The mental vitality score, social interaction score, emotional limitation score, and mental status of patients in the observation group were significantly higher than those in the comparison group after our study care, indicating that conventional health education and discharge instruction combined with multimedia health education care can effectively improve the quality of life of patients with congenital microtia. By carrying out conventional health education and discharge instruction combined with multimedia health education nursing intervention, the patients’ poor cognition was changed, and cognitive reconstruction was carried out [33]. Patients were made to consciously discard unstable factors in their daily life, adopt relaxation techniques to effectively cope with stress in all aspects, and then establish a healthy behavior and psychological approach to effectively improve the quality of life of patients [34].

The level of health knowledge, self-care skills, sense of self-care responsibility and self-concept in the observation group were higher than those in the comparison group after our study care, while the depressive mood disorder scores were significantly lower than those in the comparison group, indicating that conventional health education and discharge instruction combined with multimedia health education care can effectively improve the self-care ability of patients with congenital microtia. This may be related to the following advantages of multimedia health education: patients’ physiological and psychological adaptation mechanisms are strengthened, their adaptation range is expanded, and their tolerance to stimuli is subsequently increased [35, 36]. Multimedia health education is good control of the primary and secondary stimuli relevant to the patient, keeping the adaptation of the patient’s body within its acceptable range and thus avoiding or minimizing the impact of adverse stimuli on the organism [37]. Individual support and encouragement mechanisms implemented during care can help patients to face the stimuli correctly so that individual adaptive responses can be enhanced and maintained, thus promoting the improvement of patients’ dysphoria and enhancing self-care and self-efficacy [38].

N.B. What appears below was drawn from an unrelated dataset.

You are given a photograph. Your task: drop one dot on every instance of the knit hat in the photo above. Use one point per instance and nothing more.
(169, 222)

Our study is innovative and has some limitations. First, our study included congenital microtia patients without routine health education and discharge instruction combined with multimedia health education care to assess self-efficacy and poor mood in congenital microtia patients. Second, the selected patients were all from patients treated or cared for in our hospital, so the selection of included and excluded patients was subjective, and the study results may not be representative or biased. Finally, our study only investigated the effect of conventional health education combined with multimedia health education care on self-efficacy and poor emotion in patients with congenital microtia and failed to study patients with congenital microtia in depth and follow up their recovery after congenital microtia care for a long time.

5. Conclusion

Conventional health education and discharge instruction combined with multimedia health education care can effectively improve the quality of life of patients with congenital microtia, reduce adverse emotions, and improve patients’ self-efficacy, which has certain reference value for the care of patients with congenital microtia.

Data Availability

The datasets used and analyzed during the current study are available from the corresponding author upon reasonable request.

Conflicts of Interest

The authors declare that they have no conflicts of interest.